Flight time to go from one hospital to the other was about five minutes. Upon arrival, the lung was transplanted into a 63-year-old patient with idiopathic pulmonary fibrosis (a chronic condition where the lungs become scarred and it’s hard to breathe). The patient survived the transplant and recovered normally. Though everything went smoothly, this wasn’t left to chance; the team performed more than 400 test flights of the route starting in 2019.
It’s not the first time drones are used to transport organs or other crucial medical supplies, though. Donor kidneys were flown across Baltimore via drone in 2019 and over the Las Vegas desert in 2020. Various organs were recently moved between Texas and Oklahoma in an unmanned Cessna (though these were donated for research rather than being implanted in recipients). Matternet is using drones to deliver diagnostic samples in Switzerland, and in the UK a 165-mile drone superhighway is being built, and Britain’s National Health Service is trialing drone delivery for medication.
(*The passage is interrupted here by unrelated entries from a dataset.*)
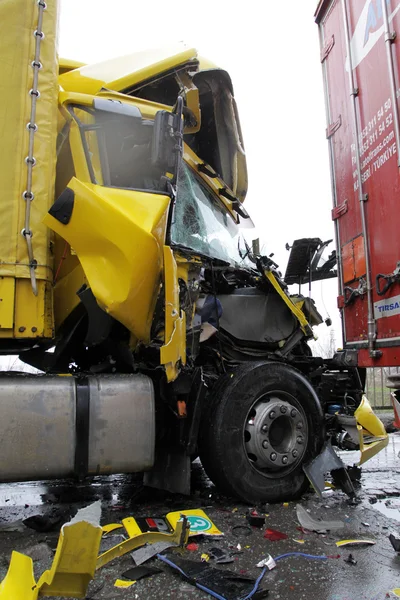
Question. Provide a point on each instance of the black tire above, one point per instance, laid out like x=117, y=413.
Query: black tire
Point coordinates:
x=222, y=445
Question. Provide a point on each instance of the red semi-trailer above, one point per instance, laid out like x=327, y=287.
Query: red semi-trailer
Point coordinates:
x=360, y=56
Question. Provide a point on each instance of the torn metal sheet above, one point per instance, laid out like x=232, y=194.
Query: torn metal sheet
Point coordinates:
x=341, y=543
x=141, y=555
x=325, y=462
x=179, y=537
x=200, y=523
x=307, y=522
x=73, y=565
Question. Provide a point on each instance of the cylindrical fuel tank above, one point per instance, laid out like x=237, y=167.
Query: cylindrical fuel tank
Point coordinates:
x=61, y=426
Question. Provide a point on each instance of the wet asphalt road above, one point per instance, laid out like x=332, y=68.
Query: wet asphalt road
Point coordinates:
x=376, y=573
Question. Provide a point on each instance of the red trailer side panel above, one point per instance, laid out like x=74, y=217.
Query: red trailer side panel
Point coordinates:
x=363, y=134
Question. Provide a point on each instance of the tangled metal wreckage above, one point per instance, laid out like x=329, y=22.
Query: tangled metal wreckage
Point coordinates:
x=159, y=331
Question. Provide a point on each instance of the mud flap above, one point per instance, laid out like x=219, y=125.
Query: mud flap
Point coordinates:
x=328, y=461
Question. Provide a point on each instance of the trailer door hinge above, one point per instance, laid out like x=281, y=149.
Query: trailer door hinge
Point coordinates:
x=340, y=210
x=327, y=48
x=333, y=127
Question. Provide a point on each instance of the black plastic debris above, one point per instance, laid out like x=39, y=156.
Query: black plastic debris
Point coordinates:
x=395, y=542
x=137, y=573
x=239, y=530
x=42, y=523
x=355, y=473
x=255, y=519
x=350, y=560
x=226, y=584
x=220, y=556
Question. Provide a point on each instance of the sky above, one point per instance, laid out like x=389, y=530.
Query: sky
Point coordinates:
x=271, y=51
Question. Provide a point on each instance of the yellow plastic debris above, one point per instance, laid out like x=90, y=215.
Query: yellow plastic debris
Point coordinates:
x=122, y=583
x=111, y=527
x=200, y=523
x=73, y=566
x=179, y=536
x=355, y=543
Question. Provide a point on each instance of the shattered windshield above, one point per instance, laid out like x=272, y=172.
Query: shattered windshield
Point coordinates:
x=203, y=224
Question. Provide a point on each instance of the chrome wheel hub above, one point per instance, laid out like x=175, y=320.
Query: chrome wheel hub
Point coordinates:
x=276, y=434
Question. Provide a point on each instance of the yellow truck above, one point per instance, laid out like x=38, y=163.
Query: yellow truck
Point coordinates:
x=127, y=280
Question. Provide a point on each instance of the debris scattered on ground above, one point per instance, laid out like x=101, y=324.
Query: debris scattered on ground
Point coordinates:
x=273, y=535
x=350, y=560
x=220, y=556
x=302, y=554
x=43, y=523
x=141, y=572
x=217, y=583
x=12, y=526
x=192, y=547
x=199, y=522
x=395, y=541
x=39, y=552
x=307, y=522
x=239, y=530
x=121, y=583
x=254, y=518
x=341, y=543
x=73, y=566
x=268, y=562
x=145, y=553
x=111, y=527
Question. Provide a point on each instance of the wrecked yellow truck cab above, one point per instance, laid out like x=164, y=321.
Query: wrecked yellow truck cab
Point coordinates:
x=136, y=275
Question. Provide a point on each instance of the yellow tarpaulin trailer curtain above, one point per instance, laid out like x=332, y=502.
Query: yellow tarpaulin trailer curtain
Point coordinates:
x=28, y=37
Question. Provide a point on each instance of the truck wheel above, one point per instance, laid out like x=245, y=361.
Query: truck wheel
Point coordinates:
x=263, y=422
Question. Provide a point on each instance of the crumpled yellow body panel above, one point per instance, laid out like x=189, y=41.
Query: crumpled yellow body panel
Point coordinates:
x=372, y=434
x=118, y=236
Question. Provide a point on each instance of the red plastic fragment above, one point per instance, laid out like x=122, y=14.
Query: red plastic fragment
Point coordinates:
x=274, y=536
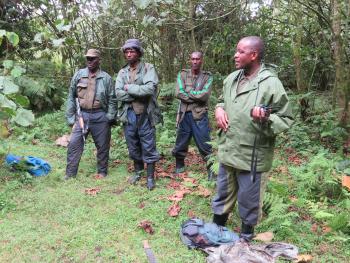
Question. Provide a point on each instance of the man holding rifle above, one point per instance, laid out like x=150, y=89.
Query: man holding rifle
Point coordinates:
x=254, y=109
x=91, y=107
x=136, y=89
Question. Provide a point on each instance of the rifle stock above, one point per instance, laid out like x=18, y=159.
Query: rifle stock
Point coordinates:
x=80, y=118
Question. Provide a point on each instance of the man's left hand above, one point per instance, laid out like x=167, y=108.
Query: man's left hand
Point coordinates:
x=260, y=114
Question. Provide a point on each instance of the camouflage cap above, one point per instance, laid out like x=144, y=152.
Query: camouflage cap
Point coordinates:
x=93, y=53
x=133, y=43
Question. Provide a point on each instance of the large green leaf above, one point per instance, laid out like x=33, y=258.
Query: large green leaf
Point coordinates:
x=142, y=4
x=13, y=38
x=6, y=103
x=7, y=113
x=38, y=38
x=8, y=64
x=21, y=100
x=17, y=71
x=7, y=85
x=24, y=117
x=58, y=42
x=2, y=34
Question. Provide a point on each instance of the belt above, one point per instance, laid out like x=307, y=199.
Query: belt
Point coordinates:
x=92, y=110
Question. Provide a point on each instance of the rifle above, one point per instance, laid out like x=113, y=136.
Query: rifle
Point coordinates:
x=80, y=119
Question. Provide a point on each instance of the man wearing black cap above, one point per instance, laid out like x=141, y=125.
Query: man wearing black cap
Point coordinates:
x=91, y=91
x=136, y=90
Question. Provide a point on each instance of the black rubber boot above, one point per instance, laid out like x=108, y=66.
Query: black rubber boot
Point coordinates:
x=138, y=169
x=211, y=174
x=220, y=220
x=180, y=166
x=150, y=176
x=247, y=233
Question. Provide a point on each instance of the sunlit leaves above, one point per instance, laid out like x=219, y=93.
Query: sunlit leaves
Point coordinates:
x=24, y=117
x=6, y=103
x=142, y=4
x=58, y=42
x=7, y=86
x=8, y=64
x=13, y=38
x=38, y=37
x=17, y=71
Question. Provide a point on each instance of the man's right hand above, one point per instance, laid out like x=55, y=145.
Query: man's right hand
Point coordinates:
x=221, y=118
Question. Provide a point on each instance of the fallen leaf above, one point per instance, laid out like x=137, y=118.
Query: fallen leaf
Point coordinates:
x=173, y=185
x=92, y=191
x=314, y=227
x=190, y=180
x=98, y=249
x=302, y=258
x=191, y=214
x=293, y=198
x=174, y=209
x=118, y=191
x=147, y=226
x=98, y=176
x=202, y=191
x=63, y=141
x=178, y=195
x=326, y=229
x=264, y=237
x=283, y=170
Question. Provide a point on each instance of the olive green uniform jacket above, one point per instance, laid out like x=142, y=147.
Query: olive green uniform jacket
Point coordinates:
x=104, y=90
x=193, y=94
x=236, y=145
x=143, y=88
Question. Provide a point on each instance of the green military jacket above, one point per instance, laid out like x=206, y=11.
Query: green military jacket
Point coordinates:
x=143, y=88
x=193, y=93
x=236, y=144
x=105, y=94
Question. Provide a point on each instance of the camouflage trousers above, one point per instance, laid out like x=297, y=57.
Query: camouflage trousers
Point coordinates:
x=235, y=185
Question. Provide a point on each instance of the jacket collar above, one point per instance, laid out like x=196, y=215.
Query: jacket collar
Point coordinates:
x=139, y=68
x=263, y=74
x=85, y=73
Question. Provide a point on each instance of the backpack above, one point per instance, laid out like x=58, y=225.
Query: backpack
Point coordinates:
x=34, y=165
x=195, y=233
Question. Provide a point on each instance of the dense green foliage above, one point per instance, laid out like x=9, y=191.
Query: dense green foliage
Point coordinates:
x=43, y=43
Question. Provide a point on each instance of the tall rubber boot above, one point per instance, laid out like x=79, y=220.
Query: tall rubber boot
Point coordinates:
x=220, y=220
x=138, y=169
x=247, y=232
x=211, y=175
x=179, y=166
x=150, y=175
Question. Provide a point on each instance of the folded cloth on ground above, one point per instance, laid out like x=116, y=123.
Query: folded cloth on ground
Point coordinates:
x=34, y=165
x=195, y=233
x=242, y=252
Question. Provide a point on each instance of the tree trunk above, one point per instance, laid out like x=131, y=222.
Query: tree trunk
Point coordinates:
x=341, y=92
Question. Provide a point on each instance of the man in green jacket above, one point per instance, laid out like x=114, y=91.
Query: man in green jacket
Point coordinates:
x=254, y=109
x=91, y=90
x=136, y=89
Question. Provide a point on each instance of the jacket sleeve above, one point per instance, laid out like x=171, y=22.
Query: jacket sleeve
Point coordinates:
x=112, y=100
x=180, y=91
x=281, y=117
x=71, y=105
x=203, y=94
x=150, y=82
x=121, y=94
x=221, y=99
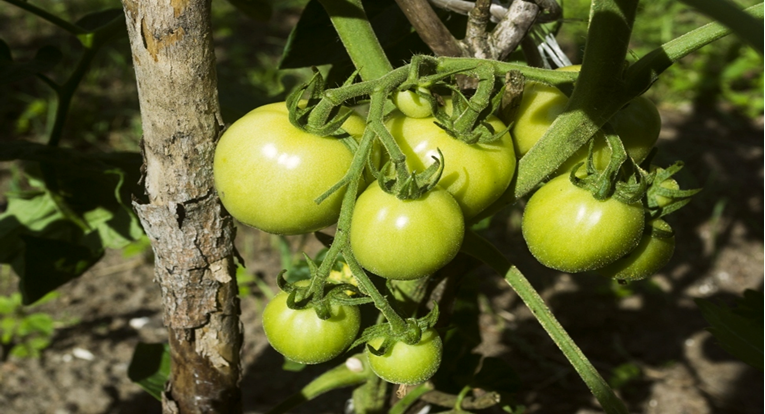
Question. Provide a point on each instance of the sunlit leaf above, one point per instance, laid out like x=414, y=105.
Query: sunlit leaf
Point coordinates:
x=150, y=367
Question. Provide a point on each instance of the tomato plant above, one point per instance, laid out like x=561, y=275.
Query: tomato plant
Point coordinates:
x=301, y=336
x=268, y=172
x=407, y=364
x=638, y=125
x=567, y=229
x=291, y=169
x=652, y=253
x=420, y=139
x=411, y=104
x=405, y=239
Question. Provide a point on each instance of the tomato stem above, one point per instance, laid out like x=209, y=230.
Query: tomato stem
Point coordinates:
x=359, y=39
x=483, y=250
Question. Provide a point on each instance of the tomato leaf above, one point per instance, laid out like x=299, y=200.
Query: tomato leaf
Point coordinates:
x=44, y=247
x=46, y=58
x=150, y=367
x=740, y=332
x=255, y=9
x=314, y=40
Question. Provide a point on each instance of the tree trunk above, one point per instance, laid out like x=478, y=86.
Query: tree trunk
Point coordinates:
x=191, y=234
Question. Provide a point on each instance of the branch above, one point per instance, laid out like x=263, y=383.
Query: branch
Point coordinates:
x=475, y=33
x=430, y=28
x=551, y=9
x=513, y=28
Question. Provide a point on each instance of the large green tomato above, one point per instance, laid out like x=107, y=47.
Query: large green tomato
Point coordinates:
x=407, y=364
x=411, y=104
x=302, y=337
x=476, y=175
x=405, y=239
x=650, y=255
x=268, y=173
x=638, y=124
x=567, y=229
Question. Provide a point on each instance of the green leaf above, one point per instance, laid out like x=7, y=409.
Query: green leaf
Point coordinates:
x=255, y=9
x=314, y=41
x=741, y=332
x=46, y=58
x=5, y=53
x=8, y=304
x=96, y=20
x=50, y=263
x=750, y=29
x=8, y=328
x=150, y=367
x=40, y=323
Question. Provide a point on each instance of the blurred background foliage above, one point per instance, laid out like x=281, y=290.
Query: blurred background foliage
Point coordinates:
x=104, y=116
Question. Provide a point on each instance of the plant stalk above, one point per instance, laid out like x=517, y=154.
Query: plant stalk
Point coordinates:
x=359, y=39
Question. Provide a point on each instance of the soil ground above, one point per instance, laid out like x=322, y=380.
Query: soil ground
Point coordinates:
x=653, y=325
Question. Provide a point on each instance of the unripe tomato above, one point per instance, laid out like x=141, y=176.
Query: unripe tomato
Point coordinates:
x=475, y=174
x=650, y=255
x=302, y=337
x=407, y=364
x=405, y=239
x=268, y=172
x=567, y=229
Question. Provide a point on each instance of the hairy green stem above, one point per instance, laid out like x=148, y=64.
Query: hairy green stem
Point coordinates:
x=65, y=93
x=641, y=75
x=359, y=39
x=481, y=249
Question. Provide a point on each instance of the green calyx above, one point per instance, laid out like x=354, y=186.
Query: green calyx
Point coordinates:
x=664, y=195
x=413, y=185
x=611, y=182
x=316, y=115
x=410, y=336
x=316, y=293
x=467, y=119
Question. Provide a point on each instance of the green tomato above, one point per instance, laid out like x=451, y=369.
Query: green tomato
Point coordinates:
x=476, y=175
x=268, y=173
x=638, y=125
x=407, y=364
x=411, y=104
x=651, y=254
x=567, y=229
x=405, y=239
x=302, y=337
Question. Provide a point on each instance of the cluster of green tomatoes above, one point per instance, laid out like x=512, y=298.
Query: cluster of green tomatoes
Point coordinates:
x=268, y=174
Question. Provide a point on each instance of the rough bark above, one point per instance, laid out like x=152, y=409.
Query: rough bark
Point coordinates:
x=191, y=234
x=430, y=28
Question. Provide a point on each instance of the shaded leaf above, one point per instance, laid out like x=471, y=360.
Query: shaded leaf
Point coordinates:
x=496, y=375
x=255, y=9
x=5, y=53
x=96, y=20
x=50, y=263
x=741, y=332
x=150, y=367
x=46, y=58
x=314, y=41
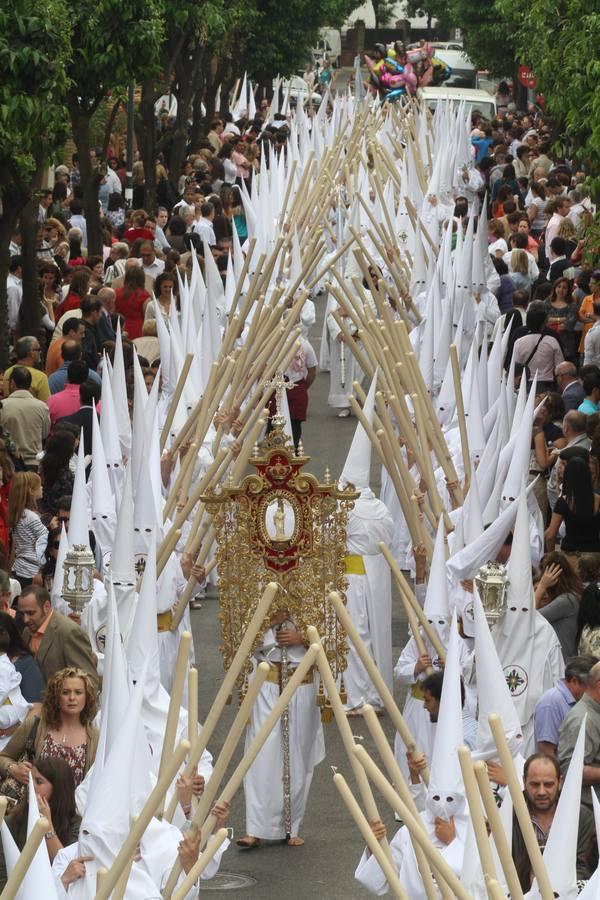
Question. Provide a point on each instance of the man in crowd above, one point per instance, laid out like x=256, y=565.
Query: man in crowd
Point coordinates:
x=554, y=705
x=73, y=329
x=70, y=352
x=542, y=783
x=569, y=385
x=588, y=706
x=14, y=290
x=29, y=352
x=66, y=401
x=25, y=418
x=55, y=640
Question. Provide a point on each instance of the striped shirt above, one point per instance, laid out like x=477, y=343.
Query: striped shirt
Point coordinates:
x=30, y=539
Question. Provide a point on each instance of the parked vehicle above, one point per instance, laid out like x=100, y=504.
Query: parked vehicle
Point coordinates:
x=479, y=101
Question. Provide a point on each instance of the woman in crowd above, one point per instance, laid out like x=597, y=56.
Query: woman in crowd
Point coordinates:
x=55, y=793
x=57, y=477
x=588, y=621
x=32, y=681
x=165, y=291
x=536, y=211
x=562, y=316
x=557, y=596
x=64, y=728
x=131, y=300
x=29, y=535
x=78, y=289
x=579, y=508
x=586, y=309
x=519, y=271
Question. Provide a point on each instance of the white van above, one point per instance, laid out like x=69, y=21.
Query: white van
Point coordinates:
x=328, y=46
x=479, y=101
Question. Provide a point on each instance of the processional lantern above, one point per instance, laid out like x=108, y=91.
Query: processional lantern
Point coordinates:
x=492, y=585
x=78, y=577
x=281, y=524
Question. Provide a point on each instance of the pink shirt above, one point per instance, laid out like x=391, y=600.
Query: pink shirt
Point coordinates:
x=64, y=403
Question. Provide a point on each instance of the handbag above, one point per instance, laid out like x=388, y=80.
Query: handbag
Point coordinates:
x=10, y=788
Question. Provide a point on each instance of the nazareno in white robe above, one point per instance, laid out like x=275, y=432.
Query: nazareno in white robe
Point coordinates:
x=370, y=874
x=263, y=784
x=369, y=598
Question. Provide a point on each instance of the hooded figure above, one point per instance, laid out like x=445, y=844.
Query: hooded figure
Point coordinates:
x=445, y=797
x=369, y=592
x=409, y=669
x=527, y=645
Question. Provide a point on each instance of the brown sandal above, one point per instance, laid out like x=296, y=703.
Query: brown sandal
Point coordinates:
x=248, y=842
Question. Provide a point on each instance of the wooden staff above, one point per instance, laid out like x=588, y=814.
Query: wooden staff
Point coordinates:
x=474, y=800
x=520, y=807
x=164, y=553
x=199, y=866
x=376, y=677
x=139, y=826
x=416, y=830
x=236, y=779
x=221, y=764
x=345, y=730
x=500, y=840
x=227, y=685
x=460, y=409
x=393, y=769
x=181, y=666
x=17, y=875
x=229, y=339
x=369, y=838
x=175, y=400
x=188, y=463
x=405, y=589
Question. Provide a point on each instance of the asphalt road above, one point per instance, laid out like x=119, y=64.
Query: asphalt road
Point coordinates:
x=324, y=866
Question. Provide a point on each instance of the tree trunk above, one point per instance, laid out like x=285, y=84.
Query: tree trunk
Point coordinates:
x=30, y=306
x=145, y=129
x=198, y=129
x=13, y=204
x=90, y=176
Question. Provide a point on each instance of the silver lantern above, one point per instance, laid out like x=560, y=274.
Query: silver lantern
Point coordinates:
x=78, y=577
x=492, y=587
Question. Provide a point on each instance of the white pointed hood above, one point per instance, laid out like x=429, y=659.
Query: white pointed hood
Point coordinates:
x=493, y=695
x=78, y=520
x=357, y=468
x=436, y=606
x=119, y=392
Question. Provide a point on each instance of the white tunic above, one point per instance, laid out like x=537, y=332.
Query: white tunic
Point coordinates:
x=263, y=784
x=369, y=598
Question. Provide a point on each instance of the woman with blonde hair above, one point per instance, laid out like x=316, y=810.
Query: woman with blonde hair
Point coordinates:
x=519, y=271
x=29, y=535
x=131, y=301
x=63, y=729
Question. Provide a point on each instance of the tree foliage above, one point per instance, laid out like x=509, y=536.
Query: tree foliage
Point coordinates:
x=560, y=40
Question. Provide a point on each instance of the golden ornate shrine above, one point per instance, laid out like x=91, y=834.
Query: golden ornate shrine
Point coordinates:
x=281, y=524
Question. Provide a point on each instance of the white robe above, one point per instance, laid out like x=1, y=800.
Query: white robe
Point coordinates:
x=339, y=393
x=158, y=849
x=370, y=874
x=369, y=598
x=263, y=784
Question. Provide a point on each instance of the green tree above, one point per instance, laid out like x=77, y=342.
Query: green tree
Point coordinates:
x=113, y=43
x=560, y=40
x=488, y=35
x=34, y=49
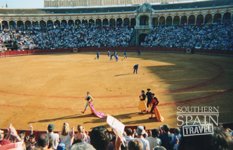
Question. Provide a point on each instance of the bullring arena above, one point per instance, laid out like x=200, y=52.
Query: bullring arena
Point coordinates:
x=51, y=58
x=43, y=89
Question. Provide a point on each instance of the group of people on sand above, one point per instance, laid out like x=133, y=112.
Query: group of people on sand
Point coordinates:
x=148, y=104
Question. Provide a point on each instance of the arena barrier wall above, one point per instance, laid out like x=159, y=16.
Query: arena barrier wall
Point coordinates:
x=118, y=49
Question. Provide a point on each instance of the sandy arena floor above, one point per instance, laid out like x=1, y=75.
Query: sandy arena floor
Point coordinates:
x=43, y=89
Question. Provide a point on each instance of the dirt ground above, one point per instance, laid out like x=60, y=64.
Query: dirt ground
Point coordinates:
x=43, y=89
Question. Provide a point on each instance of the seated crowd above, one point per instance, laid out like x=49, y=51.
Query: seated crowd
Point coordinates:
x=67, y=36
x=100, y=138
x=214, y=36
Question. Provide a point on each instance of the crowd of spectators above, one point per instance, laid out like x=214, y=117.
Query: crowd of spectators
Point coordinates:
x=209, y=36
x=67, y=36
x=100, y=138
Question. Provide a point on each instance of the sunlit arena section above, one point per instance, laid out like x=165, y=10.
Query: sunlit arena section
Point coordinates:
x=120, y=65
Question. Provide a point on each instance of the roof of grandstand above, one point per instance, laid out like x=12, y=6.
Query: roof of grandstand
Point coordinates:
x=200, y=4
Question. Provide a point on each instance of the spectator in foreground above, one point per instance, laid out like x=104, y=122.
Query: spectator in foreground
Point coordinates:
x=154, y=140
x=42, y=142
x=2, y=140
x=66, y=135
x=100, y=138
x=140, y=132
x=166, y=137
x=53, y=137
x=81, y=144
x=81, y=132
x=218, y=141
x=135, y=144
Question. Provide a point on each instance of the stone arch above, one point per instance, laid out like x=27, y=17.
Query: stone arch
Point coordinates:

The researchers from the Toronto flight believe their trial is just the beginning of a method that will become commonplace. Regulations and infrastructure aren’t where they need to be yet, so it could be a while, but there have been enough successful proofs of concept by now that we know drone transport is a viable option. “Even for short trips between nearby hospitals, drones offer a reliable transportation method that overcomes typical city congestion,” the authors wrote. “Thus, it is likely that all donor organs will be delivered by drone in the future, irrespective of distance from the transplant hospital.”